November 17, 2021

Random-Feature Matching

\[ \newcommand{\ModelDim}{d} \]

Attention conservation notice: Academic self-promotion.

So I have a new preprint:

CRS, "A Note on Simulation-Based Inference by Matching Random Features", arxiv:2111.09220
We can, and should, do statistical inference on simulation models by adjusting the parameters in the simulation so that the values of randomly chosen functions of the simulation output match the values of those same functions calculated on the data. Results from the "state-space reconstruction" or "geometry from a time series" literature in nonlinear dynamics indicate that just \( 2\ModelDim+1 \) such functions will typically suffice to identify a model with a \( \ModelDim \)-dimensional parameter space. Results from the "random features" literature in machine learning suggest that using random functions of the data can be an efficient replacement for using optimal functions. In this preliminary, proof-of-concept note, I sketch some of the key results, and present numerical evidence about the new method's properties.
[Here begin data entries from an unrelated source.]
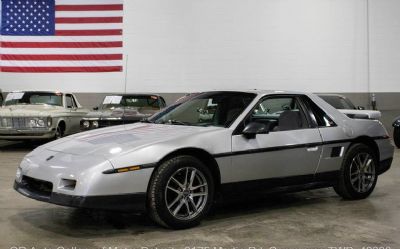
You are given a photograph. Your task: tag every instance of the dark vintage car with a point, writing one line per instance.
(396, 132)
(118, 109)
(344, 105)
(1, 98)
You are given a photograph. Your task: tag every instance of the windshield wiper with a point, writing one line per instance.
(146, 120)
(177, 122)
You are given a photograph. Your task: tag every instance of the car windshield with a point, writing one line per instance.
(33, 98)
(207, 109)
(338, 102)
(134, 101)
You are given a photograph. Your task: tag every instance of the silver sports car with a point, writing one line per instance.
(174, 164)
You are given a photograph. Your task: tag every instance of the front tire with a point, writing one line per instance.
(180, 193)
(357, 177)
(59, 132)
(396, 136)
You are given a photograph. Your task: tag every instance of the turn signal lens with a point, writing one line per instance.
(121, 170)
(95, 124)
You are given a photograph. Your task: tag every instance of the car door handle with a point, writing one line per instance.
(312, 149)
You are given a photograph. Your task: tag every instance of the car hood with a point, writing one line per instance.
(113, 141)
(29, 110)
(122, 113)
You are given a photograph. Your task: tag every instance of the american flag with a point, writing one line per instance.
(61, 36)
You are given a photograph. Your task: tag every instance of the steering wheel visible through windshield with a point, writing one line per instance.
(137, 101)
(207, 109)
(34, 98)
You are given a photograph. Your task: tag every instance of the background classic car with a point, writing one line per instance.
(123, 109)
(39, 115)
(1, 97)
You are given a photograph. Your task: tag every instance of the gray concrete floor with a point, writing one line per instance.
(310, 219)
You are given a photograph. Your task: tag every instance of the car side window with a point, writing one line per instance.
(70, 101)
(280, 114)
(319, 117)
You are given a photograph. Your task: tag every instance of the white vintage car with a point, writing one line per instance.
(40, 115)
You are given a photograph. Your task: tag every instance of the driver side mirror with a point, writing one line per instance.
(254, 128)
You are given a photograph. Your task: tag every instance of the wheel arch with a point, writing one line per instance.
(62, 124)
(370, 142)
(202, 155)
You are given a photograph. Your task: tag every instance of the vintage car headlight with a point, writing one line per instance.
(49, 121)
(18, 175)
(37, 122)
(86, 124)
(40, 123)
(95, 124)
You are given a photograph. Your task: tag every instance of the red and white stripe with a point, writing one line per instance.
(88, 38)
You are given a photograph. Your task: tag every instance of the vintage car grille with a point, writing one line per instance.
(15, 122)
(19, 123)
(5, 122)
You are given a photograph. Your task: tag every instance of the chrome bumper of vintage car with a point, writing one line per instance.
(34, 133)
(26, 128)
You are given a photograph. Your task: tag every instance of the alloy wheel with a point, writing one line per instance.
(362, 172)
(186, 193)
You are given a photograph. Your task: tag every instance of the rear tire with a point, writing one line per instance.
(357, 177)
(396, 136)
(180, 193)
(59, 132)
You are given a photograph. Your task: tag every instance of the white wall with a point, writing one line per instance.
(193, 45)
(385, 45)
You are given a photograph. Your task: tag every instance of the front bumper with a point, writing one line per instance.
(135, 202)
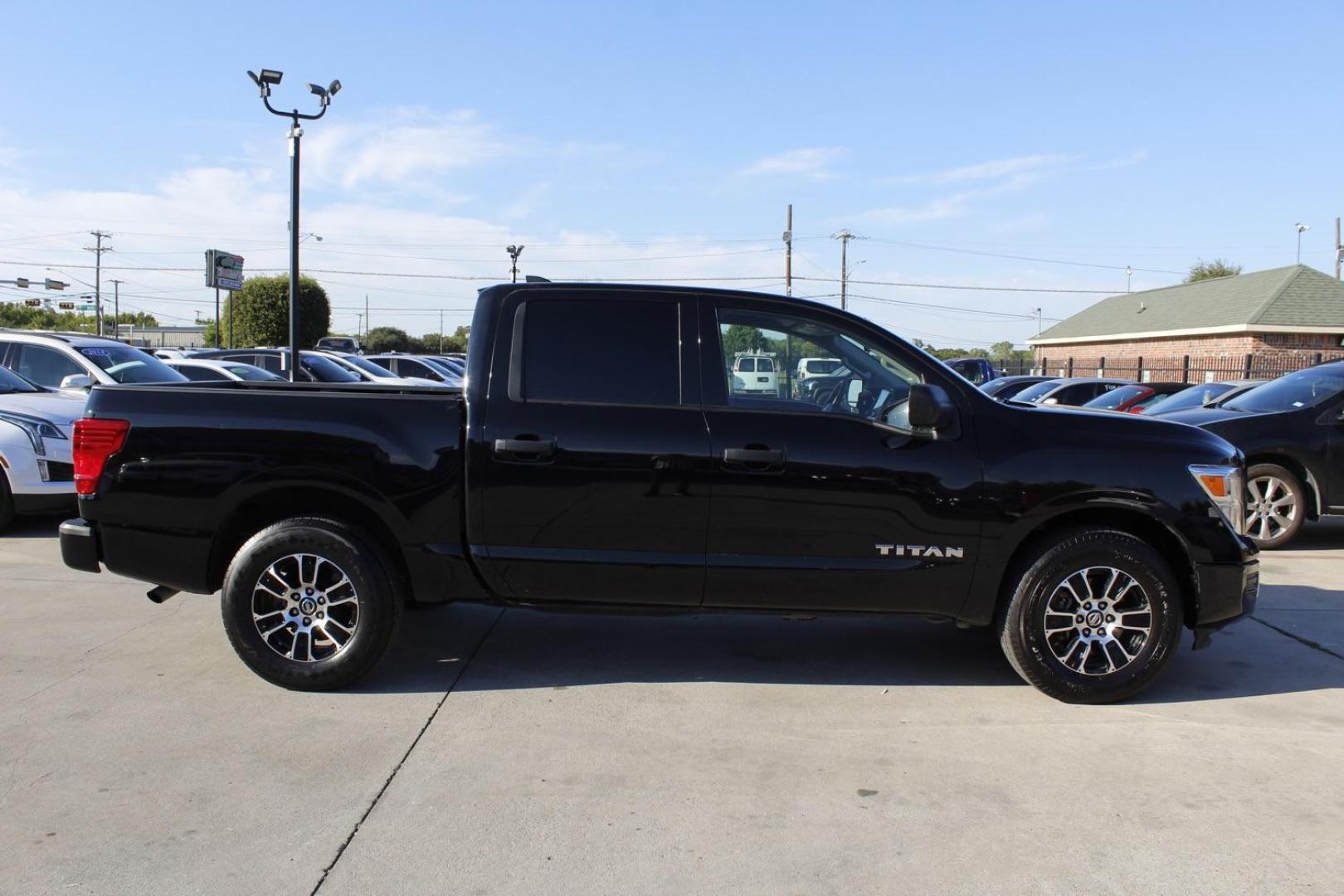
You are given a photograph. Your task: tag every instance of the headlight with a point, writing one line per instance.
(1226, 488)
(35, 427)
A separate, forthcoming manuscript will elaborate on theoretical and numerical details.

I've been interested for a long time in methods for simulation-based inference. It's increasingly common to have generative models which are easy (or at least straightforward) to simulate, but where it's completely intractable to optimize the likelihood --- often it's intractable even to calculate it. Sometimes this is because there are lots of latent variables to be integrated over, sometimes due to nonlinearities in the dynamics. The fact that it's easy to simulate suggests that we should be able to estimate the model parameters somehow, but how?
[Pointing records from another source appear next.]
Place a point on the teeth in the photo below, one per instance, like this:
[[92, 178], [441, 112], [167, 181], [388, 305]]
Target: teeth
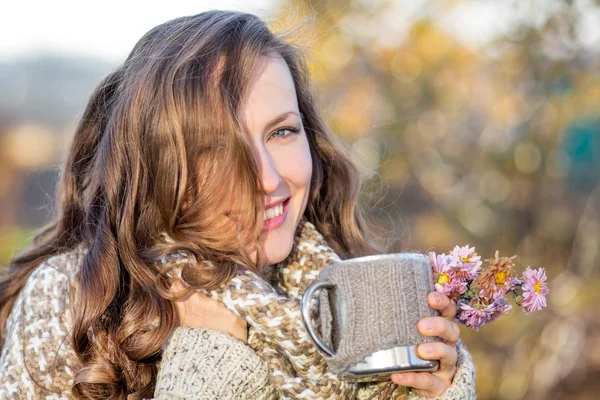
[[274, 211]]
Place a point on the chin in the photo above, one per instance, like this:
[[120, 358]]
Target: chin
[[277, 247]]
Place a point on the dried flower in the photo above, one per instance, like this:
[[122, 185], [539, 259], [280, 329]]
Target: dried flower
[[445, 280], [467, 263], [498, 279], [480, 290], [534, 289]]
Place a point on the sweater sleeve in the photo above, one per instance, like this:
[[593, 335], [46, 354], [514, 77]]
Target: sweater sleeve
[[207, 364], [37, 360], [462, 387]]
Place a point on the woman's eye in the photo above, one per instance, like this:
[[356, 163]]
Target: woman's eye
[[284, 132]]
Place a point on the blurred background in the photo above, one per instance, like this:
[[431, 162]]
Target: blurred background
[[473, 122]]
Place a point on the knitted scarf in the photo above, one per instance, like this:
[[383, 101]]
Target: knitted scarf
[[271, 307]]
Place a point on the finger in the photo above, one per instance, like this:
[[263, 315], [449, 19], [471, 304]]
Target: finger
[[439, 351], [442, 303], [446, 330], [424, 381]]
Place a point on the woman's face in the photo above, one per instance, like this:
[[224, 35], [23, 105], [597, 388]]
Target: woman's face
[[271, 119]]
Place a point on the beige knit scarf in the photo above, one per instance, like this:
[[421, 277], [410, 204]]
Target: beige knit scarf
[[271, 307]]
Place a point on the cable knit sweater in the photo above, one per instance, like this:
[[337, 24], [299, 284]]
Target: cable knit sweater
[[37, 360]]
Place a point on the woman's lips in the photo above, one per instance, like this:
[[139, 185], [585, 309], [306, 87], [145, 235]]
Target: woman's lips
[[275, 222]]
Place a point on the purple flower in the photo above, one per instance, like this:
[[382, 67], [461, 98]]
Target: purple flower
[[467, 263], [534, 289]]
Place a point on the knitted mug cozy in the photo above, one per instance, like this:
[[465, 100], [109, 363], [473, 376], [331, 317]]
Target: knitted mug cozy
[[372, 304], [272, 310]]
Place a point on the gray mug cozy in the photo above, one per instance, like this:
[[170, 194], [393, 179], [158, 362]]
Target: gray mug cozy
[[384, 297]]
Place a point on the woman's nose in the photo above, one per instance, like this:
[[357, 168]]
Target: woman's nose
[[269, 176]]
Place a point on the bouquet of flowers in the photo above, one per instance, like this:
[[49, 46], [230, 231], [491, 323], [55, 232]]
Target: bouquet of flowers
[[480, 291]]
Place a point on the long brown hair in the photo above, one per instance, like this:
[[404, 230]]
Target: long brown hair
[[158, 151]]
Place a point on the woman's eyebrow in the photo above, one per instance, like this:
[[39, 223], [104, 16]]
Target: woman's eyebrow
[[279, 119]]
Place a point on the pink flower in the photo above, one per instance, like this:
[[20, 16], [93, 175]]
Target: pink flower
[[498, 308], [534, 289], [473, 317], [467, 263], [477, 315], [445, 280]]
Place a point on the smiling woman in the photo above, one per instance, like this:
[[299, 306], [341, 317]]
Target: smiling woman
[[282, 151], [200, 167]]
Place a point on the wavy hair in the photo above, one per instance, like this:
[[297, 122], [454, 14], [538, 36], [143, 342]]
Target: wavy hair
[[148, 160]]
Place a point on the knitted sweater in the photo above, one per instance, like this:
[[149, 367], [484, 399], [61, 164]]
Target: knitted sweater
[[38, 361]]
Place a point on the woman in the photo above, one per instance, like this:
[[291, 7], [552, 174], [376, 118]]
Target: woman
[[207, 127]]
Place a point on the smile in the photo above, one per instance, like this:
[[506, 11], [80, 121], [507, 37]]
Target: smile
[[275, 215]]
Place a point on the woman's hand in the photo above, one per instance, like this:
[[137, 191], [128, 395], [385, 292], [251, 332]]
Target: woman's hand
[[433, 384], [199, 311]]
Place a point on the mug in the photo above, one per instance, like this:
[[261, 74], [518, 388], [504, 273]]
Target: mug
[[368, 314]]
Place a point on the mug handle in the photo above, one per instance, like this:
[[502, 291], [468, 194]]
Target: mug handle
[[306, 297]]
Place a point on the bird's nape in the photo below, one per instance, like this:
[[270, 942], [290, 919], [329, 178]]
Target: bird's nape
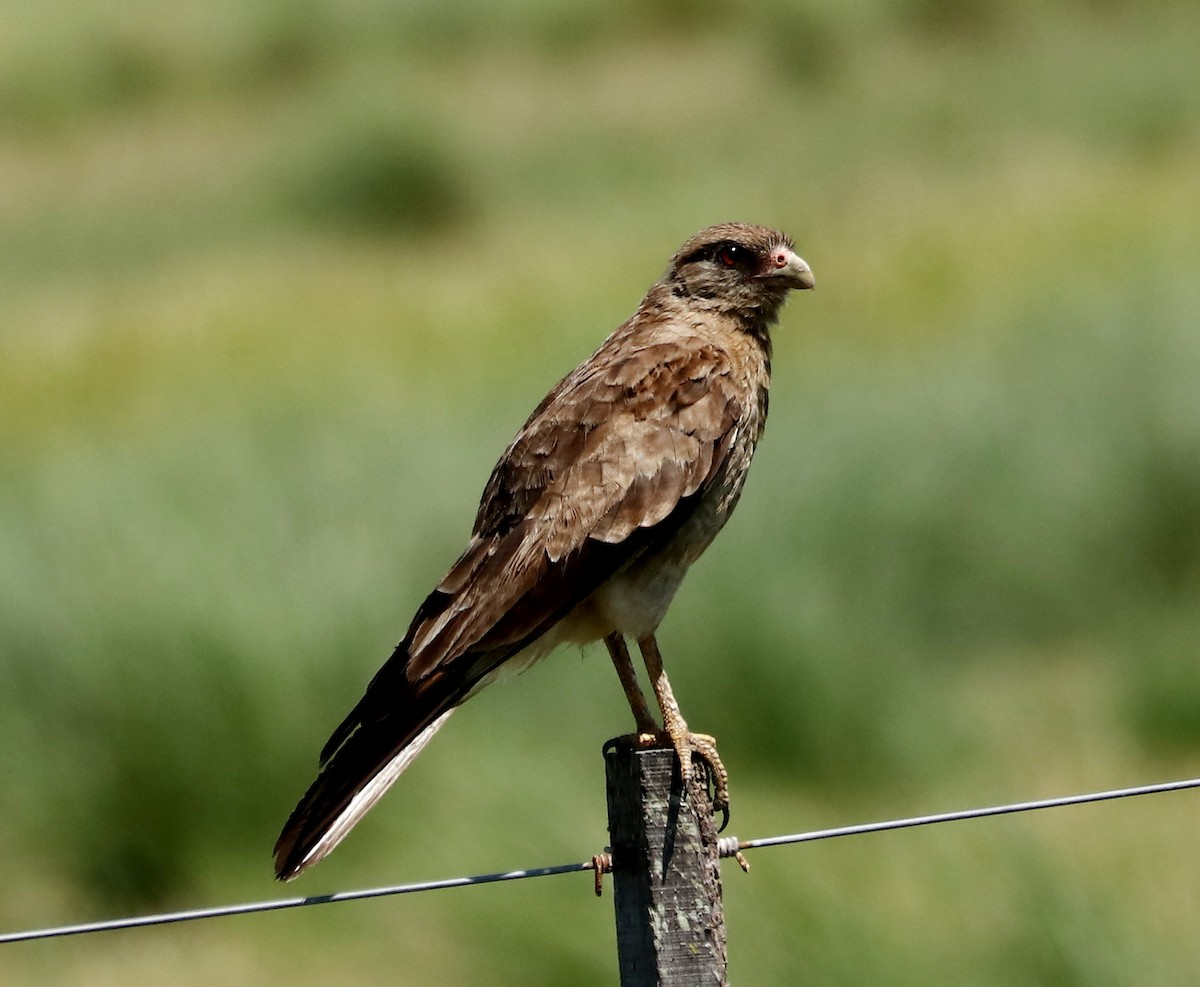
[[611, 490]]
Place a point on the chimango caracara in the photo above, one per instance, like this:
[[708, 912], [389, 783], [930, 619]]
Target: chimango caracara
[[617, 483]]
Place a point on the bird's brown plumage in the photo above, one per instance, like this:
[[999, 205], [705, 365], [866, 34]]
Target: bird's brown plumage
[[615, 485]]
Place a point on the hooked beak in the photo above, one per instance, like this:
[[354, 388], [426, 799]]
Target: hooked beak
[[791, 269]]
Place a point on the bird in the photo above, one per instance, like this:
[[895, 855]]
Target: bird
[[610, 491]]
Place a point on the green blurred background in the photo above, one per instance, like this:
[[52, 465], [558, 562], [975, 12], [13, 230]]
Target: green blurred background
[[277, 283]]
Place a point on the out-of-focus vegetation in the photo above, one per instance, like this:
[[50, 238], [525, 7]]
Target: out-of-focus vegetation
[[277, 282]]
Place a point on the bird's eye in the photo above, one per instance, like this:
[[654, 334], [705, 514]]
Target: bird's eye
[[730, 255]]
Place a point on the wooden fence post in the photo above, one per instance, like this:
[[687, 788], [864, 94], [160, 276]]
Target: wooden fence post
[[665, 869]]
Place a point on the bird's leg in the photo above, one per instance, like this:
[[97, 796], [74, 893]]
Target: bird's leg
[[624, 665], [682, 739]]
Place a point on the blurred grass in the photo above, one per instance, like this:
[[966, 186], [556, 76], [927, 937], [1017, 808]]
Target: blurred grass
[[279, 282]]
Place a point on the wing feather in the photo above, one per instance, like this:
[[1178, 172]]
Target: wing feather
[[607, 467]]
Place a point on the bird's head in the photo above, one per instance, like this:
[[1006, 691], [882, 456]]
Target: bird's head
[[739, 269]]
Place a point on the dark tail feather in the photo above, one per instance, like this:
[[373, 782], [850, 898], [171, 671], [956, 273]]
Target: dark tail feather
[[363, 769]]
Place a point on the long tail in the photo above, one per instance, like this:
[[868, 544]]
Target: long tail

An example: My first Ph.D. student, Linqiao Zhao, wrote her dissertation on a rather complicated model of one aspect of how financial markets work (limit-order book dynamics), and while the likelihood function existed, in some sense, the idea that it could actually be calculated was kind of absurd. What she used to fit the model instead was a very ingenious method which came out of econometrics called "indirect inference". (I learned about it by hearing Stephen Ellner present an ecological application.) I've expounded on this technique in detail elsewhere, but the basic idea is to find a second model, the "auxiliary model", which is mis-specified but easy to estimate. You then adjust the parameters in your simulation until estimates of the auxiliary from the simulation match estimates of the auxiliary from the data. Under some conditions, this actually gives us consistent estimates of the parameters in the simulation model. (Incidentally, the best version of those regularity conditions known to me are still those Linqiao found for her thesis.)
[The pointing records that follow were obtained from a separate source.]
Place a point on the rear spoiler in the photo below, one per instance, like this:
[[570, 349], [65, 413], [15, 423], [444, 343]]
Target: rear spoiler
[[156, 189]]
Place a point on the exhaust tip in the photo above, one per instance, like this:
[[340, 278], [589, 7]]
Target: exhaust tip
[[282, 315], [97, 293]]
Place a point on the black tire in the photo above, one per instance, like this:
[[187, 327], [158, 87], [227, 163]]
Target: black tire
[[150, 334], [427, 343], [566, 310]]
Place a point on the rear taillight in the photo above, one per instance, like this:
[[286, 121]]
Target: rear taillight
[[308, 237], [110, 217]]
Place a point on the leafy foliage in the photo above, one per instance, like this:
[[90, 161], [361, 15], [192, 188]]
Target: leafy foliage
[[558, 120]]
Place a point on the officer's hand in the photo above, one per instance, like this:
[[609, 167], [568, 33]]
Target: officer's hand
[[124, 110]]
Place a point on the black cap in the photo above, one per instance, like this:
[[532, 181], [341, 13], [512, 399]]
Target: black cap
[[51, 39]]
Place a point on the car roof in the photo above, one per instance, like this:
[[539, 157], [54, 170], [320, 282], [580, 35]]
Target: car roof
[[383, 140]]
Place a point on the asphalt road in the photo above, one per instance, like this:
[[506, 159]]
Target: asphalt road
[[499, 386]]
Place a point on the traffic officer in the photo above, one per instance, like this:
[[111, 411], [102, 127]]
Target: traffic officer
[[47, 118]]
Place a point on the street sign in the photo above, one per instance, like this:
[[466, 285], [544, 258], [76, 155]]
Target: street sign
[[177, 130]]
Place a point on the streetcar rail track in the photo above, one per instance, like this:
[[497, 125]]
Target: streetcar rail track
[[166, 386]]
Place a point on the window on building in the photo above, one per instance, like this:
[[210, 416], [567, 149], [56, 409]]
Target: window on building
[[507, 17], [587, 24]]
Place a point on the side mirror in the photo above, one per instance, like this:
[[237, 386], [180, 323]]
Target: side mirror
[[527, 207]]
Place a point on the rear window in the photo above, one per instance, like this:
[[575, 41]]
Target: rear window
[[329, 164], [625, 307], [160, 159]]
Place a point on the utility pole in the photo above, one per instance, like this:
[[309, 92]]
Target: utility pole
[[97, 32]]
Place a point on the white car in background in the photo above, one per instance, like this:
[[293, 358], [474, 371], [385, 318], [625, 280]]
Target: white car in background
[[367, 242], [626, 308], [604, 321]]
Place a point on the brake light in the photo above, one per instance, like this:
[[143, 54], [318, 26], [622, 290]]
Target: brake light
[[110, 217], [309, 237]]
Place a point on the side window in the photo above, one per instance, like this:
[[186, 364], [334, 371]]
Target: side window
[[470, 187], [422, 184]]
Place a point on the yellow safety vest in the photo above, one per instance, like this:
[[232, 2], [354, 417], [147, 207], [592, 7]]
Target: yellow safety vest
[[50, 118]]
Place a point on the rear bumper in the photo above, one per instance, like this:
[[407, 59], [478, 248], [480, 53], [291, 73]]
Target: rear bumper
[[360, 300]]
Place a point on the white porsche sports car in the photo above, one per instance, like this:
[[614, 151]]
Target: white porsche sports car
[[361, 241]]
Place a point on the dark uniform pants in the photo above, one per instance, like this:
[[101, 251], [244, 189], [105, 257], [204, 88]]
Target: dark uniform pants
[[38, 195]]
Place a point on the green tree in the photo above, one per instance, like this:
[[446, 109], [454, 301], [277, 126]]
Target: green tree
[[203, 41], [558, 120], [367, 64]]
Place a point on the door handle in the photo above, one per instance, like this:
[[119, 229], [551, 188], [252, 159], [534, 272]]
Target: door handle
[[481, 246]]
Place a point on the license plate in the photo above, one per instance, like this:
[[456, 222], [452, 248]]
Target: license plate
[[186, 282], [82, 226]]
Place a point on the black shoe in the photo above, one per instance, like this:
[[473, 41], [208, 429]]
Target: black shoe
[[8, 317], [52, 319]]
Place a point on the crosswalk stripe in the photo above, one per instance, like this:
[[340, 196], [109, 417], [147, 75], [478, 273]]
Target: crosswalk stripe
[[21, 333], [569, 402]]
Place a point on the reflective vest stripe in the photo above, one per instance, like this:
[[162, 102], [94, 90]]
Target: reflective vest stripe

Now the drawback of indirect inference is that you need to pick the auxiliary model, and the quality of the model affects the quality of the estimates. The auxiliary needs to have at least as many parameters as the generative model, the parameters of the auxiliary need to shift with the generative parameters, and the more sensitive the auxiliary parameters are to the generative parameters, the better the estimates. There are lots of other techniques for simulation-based inference, but basically all of them turn on this same issue of needing to find some "features", some functions of the data, and tuning the generative model until those features agree between the simulations and the data. This is where people spend a lot of human time, ingenuity and frustration, as well as relying on a lot of tradition, trial-and-error, and insight into the generative model.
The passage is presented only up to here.